Tweaks of emphasis do become apparent. Unloading his frankly exhausting lifestory onto Chandigarh’s unluckiest commuters, Khan’s title character emerges as an even bigger momma’s boy than Gump, closer in spirit and relentless commentary style to Kids in the Hall’s precocious oddbod Gavin. With AIDS deemed so last century, a possessive-abusive sugar daddy conspires to remove Laal’s sweetheart Rupa (Kareena Kapoor, bringing great warmth to Xerox-flat characterisation) from sight. And there are more potshots at Indian militarism than expected: Laal’s forefathers fall victim to successive border disputes in a tonally jarring prologue, while our hero’s service prompts ultra-light chuckles, suggesting how easily unblinking conformism and sheer dumb luck are mistaken for heroism. This version is happier admitting to its (mild, peaceable) politics than the cagey, bet-hedging original, a positive of sorts.

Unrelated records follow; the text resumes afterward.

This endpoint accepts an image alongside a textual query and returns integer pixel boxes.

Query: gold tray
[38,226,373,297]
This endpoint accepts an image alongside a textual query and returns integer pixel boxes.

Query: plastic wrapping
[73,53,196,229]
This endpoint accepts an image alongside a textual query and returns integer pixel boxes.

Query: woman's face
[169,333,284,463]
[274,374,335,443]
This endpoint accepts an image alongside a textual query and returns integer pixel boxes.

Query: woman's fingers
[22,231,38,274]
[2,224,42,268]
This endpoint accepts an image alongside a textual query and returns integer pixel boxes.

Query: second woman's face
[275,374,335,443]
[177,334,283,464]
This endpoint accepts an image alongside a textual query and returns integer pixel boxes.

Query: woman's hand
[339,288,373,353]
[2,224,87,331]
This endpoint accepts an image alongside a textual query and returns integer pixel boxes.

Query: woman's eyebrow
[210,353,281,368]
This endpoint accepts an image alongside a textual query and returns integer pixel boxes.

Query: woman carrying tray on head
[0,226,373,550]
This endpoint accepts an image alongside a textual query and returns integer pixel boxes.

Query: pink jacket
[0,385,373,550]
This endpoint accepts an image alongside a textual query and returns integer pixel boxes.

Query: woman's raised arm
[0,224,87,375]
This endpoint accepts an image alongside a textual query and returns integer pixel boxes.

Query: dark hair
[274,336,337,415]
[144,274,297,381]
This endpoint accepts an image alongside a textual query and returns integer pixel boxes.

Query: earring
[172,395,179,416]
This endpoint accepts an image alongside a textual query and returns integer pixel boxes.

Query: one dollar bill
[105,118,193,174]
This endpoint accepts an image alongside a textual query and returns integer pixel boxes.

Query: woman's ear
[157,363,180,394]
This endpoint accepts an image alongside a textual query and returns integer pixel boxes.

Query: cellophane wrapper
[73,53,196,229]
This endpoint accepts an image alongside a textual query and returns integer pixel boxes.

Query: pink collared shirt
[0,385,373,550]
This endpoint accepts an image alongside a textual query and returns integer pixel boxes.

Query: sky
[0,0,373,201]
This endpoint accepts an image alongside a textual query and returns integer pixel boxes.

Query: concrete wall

Certain stretches work. The running is still funny; Khan remains supremely physically expressive; and making the amputee pal a reformed fundamentalist (Manav Vij) is semi-interesting, although the hands-across-the-temple-aisle editorial feels watered down set against Khan’s puckish religious satire P.K.. It’s just, as before, the connective tissue is narrative happenstance and by-the-yard melodrama, now with a so-so set of songs. Far from the worst Hindification of a Hollywood property, it consolidates the core competency Chandan demonstrated in Secret Superstar without achieving the genuine magic that film conjured from well-worn material. Few could blame Khan for playing safe faced with renewed personal attacks and weaponised hashtags. But his best films have taken stands of various kinds; here, he’s caught running a little scared.

Laal Singh Chaddha opens in cinemas nationwide today.